John R. Mott (1865–1955)

Organizer and long-time leader of the STUDENT VOLUNTEER MOVEMENT FOR FOREIGN MISSIONS (SVM), which recruited thousands of American college students to serve as Christian missionaries in southeast Asia, China, Japan, Africa and Latin America. The student head of the Cornell University YMCA, Mott became the founding chairman of SVM in 1888. In 1900, he wrote the widely circulated The Evangelization of the World in This Generation, and by 1910 he had succeeded in organizing 2,000 SVM on-campus and off-campus study groups with 25,000 students.

Obsessed with Christianizing China, he wrote in 1911, “It is Western education that the Chinese are clamoring for, and will have. If the Church can give it to them, plus Christianity, they will take it; otherwise they will get it elsewhere, without Christianity—and that speedily.” His appeal sent American student missionaries swarming across China in the pre–World War I years. By 1925 they had enrolled some 250,000 Chinese primary school students, more than 25,000 high school students and nearly 5,000 college students in American-style missionary schools.
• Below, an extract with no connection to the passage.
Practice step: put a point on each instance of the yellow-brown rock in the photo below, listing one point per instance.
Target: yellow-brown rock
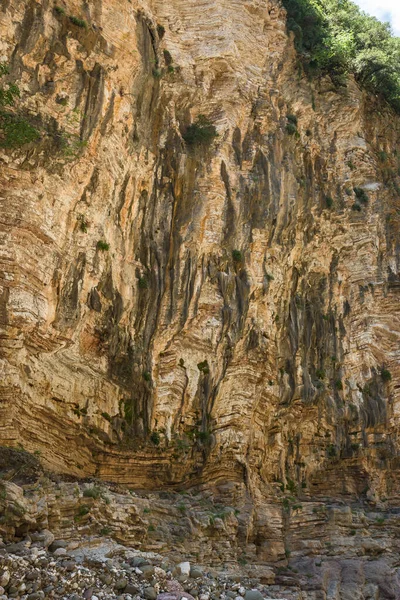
(216, 315)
During World War I, Mott turned his attention to the organization of YMCA students and volunteers from college campuses to provide YMCA-type programs for Allied troops and for prisoner-of-war camps on both sides. The campus enthusiasm for SVM had peaked by then, however. Even in China, growing nationalistic demands for local control over educational institutions was discouraging recruitment of new student missionaries in the United States. Meanwhile, a general, war-inspired disillusionment swept across most U.S. college campuses, thus dissipating much of the enthusiasm for SVM. Mott stepped down as chairman in 1920 and spent the next 20 years promoting world ecumenism as chairman of the International Missionary Council. A prolific writer, he shared the Nobel Prize for peace in 1946.